Indiana: The first state to end funding for its Planned Parenthood clinics, Indiana cut all state funding for the organization along with $1.4 million in Medicaid funds. Planned Parenthood is currently seeking a preliminary injunction against the law and claims the measure is unconstitutional as Medicaid funds can be used at any qualified health provider. Yesterday, the U.S. Department of Justice issued a briefing siding with the health organization against the state law. Planned Parenthood operates 28 health centers across Indiana and serves around 9,300 Medicaid patients.
Kansas: In May, Gov. Sam Brownback (R-KS) signed the law banning the use of over $300,000 in federal funding under the Title X Family Planning Program in Planned Parenthood clinics, redirecting the money to government clinics instead. Unlike in Indiana, the measure does not prevent Medicaid patients from using the clinics.
North Carolina: On June 15, the state legislature overrode Gov. Bev Perdue’s (D-NC) veto on its proposed budget plan and thereby cut all state and federal funding—totaling around $434, 000 annually—for its health centers. GOP lawmakers avoided the legal troubles Indiana is facing by staying away from Medicaid, but Planned Parenthood is still considering filing for an injunction. In a poll conducted recently, 57 percent of the state’s voters oppose the funding cuts to Planned Parenthood and its programs.
Tennessee: The day after passing the state budget, GOP lawmakers learned that the amendment they added to ban public money for Planned Parenthood had been secretly gutted before the late-night vote. In response, conservatives across the state called for the governor to revoke Planned Parenthood’s Title X funding. By June 13, all but one county had done so, even though none of Title X funds can be used to pay for abortions, and thereby removed support from the state’s nine Planned Parenthood clinics and their 9,000 patients. Currently, the public money goes toward providing the organization’s family planning services for low-income patients.
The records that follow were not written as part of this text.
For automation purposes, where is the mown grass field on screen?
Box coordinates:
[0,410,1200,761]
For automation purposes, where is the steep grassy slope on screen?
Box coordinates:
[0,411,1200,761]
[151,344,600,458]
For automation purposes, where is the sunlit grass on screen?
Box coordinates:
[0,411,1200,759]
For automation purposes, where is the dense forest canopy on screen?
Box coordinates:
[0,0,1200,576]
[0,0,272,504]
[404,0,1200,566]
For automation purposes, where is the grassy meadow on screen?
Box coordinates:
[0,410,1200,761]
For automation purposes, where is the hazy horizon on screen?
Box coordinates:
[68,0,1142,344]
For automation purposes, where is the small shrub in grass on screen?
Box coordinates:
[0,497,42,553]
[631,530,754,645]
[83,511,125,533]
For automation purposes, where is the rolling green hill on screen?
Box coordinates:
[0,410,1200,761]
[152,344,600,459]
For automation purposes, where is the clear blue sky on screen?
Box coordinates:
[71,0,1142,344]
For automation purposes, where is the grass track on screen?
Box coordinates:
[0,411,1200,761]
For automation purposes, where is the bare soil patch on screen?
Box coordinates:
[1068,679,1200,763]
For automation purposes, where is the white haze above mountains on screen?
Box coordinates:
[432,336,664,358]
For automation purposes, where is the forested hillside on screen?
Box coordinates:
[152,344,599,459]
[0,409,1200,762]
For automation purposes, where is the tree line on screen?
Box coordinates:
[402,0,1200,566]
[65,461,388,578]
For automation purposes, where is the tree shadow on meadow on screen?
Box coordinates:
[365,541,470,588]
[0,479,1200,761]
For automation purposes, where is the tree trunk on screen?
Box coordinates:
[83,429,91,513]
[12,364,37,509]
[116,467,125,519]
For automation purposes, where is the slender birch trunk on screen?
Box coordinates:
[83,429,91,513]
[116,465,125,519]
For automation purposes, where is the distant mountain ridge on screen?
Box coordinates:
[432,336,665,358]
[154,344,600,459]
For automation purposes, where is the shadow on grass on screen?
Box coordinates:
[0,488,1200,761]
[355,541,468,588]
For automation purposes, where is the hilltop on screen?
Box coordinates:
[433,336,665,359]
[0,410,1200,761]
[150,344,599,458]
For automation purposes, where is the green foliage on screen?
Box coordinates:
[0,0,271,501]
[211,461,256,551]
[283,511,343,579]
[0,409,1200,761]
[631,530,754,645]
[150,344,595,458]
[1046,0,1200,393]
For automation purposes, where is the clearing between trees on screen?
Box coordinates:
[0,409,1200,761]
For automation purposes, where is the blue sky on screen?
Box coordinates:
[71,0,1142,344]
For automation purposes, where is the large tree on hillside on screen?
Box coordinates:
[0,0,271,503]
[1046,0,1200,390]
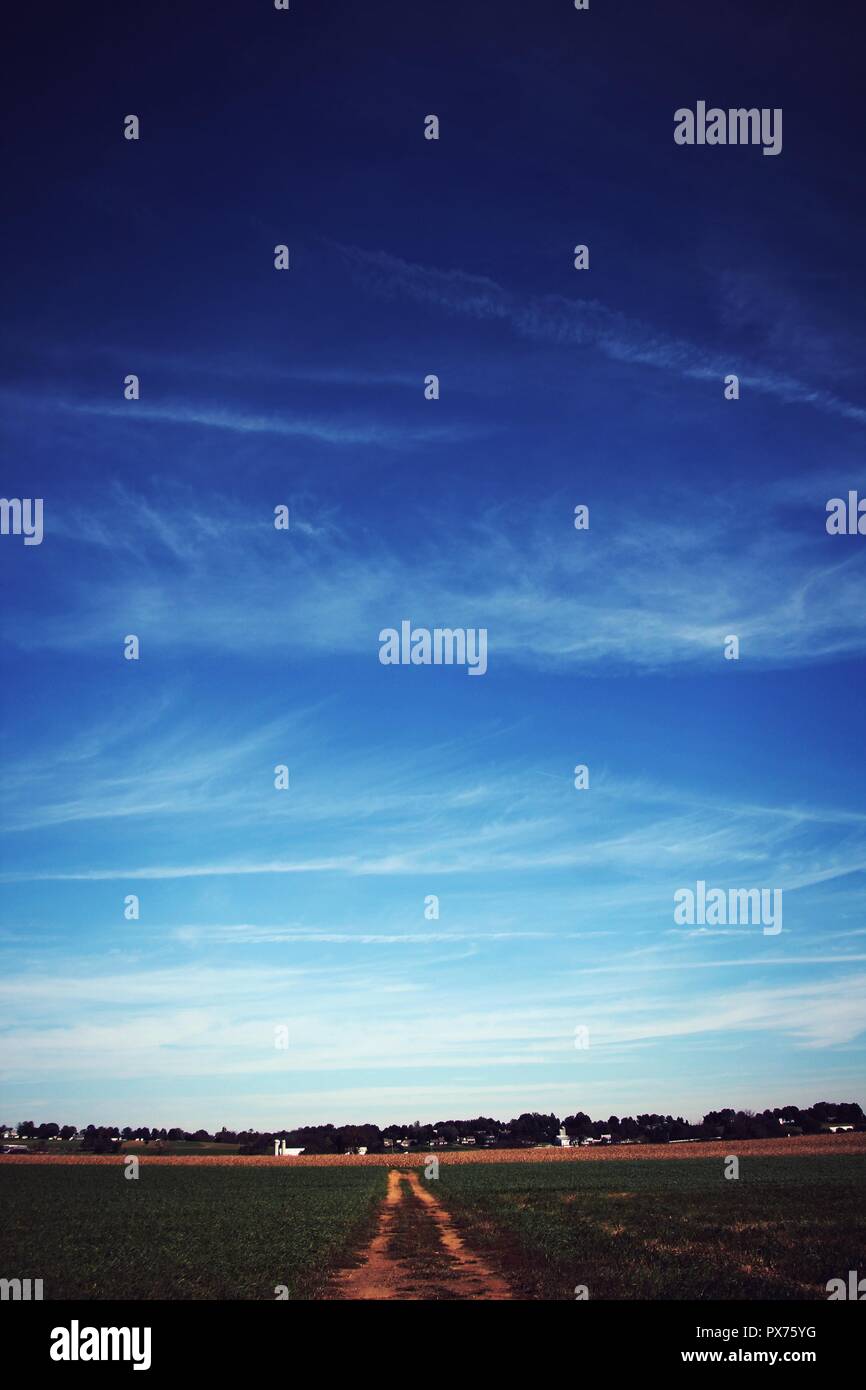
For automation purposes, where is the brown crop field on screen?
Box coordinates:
[0,1134,866,1168]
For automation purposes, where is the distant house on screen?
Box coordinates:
[274,1138,303,1158]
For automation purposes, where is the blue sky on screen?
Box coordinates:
[0,0,866,1127]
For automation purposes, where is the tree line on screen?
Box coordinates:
[0,1101,866,1154]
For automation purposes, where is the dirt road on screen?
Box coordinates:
[325,1169,513,1302]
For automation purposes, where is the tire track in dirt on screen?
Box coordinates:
[325,1169,514,1302]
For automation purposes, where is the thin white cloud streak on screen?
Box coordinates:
[339,246,866,424]
[6,485,866,667]
[0,967,866,1086]
[0,392,491,449]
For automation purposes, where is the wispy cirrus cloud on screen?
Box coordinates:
[6,484,866,674]
[338,246,866,424]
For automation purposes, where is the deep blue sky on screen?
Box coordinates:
[0,0,866,1126]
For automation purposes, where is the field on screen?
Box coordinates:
[0,1134,866,1301]
[0,1159,385,1300]
[438,1156,866,1300]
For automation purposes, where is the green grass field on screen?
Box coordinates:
[0,1156,866,1300]
[431,1156,866,1300]
[0,1163,386,1300]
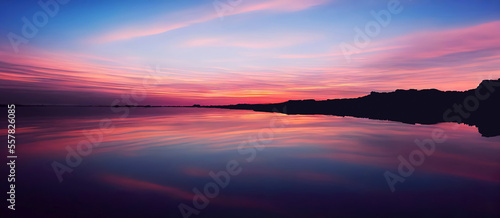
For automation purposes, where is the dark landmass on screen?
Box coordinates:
[0,79,500,137]
[202,79,500,137]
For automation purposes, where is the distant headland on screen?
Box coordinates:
[202,79,500,137]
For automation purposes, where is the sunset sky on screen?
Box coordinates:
[0,0,500,105]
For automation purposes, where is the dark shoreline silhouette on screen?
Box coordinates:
[203,79,500,137]
[5,79,500,137]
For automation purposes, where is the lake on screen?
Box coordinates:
[2,107,500,217]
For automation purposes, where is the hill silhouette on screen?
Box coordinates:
[203,79,500,137]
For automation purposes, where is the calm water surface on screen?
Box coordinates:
[2,107,500,217]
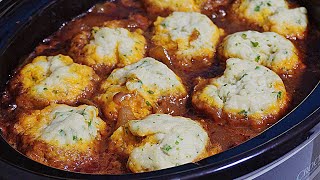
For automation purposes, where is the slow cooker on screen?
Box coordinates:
[0,0,320,180]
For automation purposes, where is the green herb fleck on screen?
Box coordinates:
[251,41,259,47]
[254,6,260,12]
[161,144,172,152]
[255,55,261,62]
[88,121,92,127]
[59,129,66,136]
[238,110,248,117]
[239,73,248,81]
[72,135,78,141]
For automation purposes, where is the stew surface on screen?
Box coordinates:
[0,0,320,174]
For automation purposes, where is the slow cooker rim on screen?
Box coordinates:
[0,0,320,178]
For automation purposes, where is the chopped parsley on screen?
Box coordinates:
[272,91,282,99]
[88,120,92,127]
[250,41,259,47]
[161,144,172,152]
[238,110,248,117]
[59,129,66,136]
[254,6,260,12]
[239,73,248,81]
[255,55,261,62]
[72,135,78,141]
Protesting the adverse effect that such a move puts on the poor, president and CEO for Planned Parenthood of Middle and East Tennessee Jeff Teague said, “Tennessee is a rural and poor state, so it’s gonna put an additional burden on the population least likely to afford it. In a lot of cases, that means they are going to lose access to health care.”
Texas: GOP lawmakers are currently working on keeping Planned Parenthood from receiving nearly $20 million in public funding as a part of the Texas Medicaid Women’s Health program. None of the health centers run by the organization in the state offer abortion services, yet all 122,000 of its patients could suffer if the House and Senate can reach an agreement on the bill that currently includes the funding ban as an amendment.
Oklahoma: An amendment that would have removed funding from Planned Parenthood’s Women Infant and Child program died with the bill in a legislative committee on May 26. The program provides nutritional services and food vouchers to pregnant women and women with small children. It does not fund abortions.
Who will be next? In just the past few months, GOP lawmakers have targeted Planned Parenthood in states across the nation to promote their moral stance on abortion over the healthcare rights of poor and uninsured women. The Hyde Amendment may have prevented any taxpayers from paying for abortion services since the 1970s, Planned Parenthood may only spend less than three percent of its budget on abortions and hundreds of thousands of patients may depend on these clinics for their health needs, but conservatives will stop at nothing to have a pro-life talking point for their next campaign.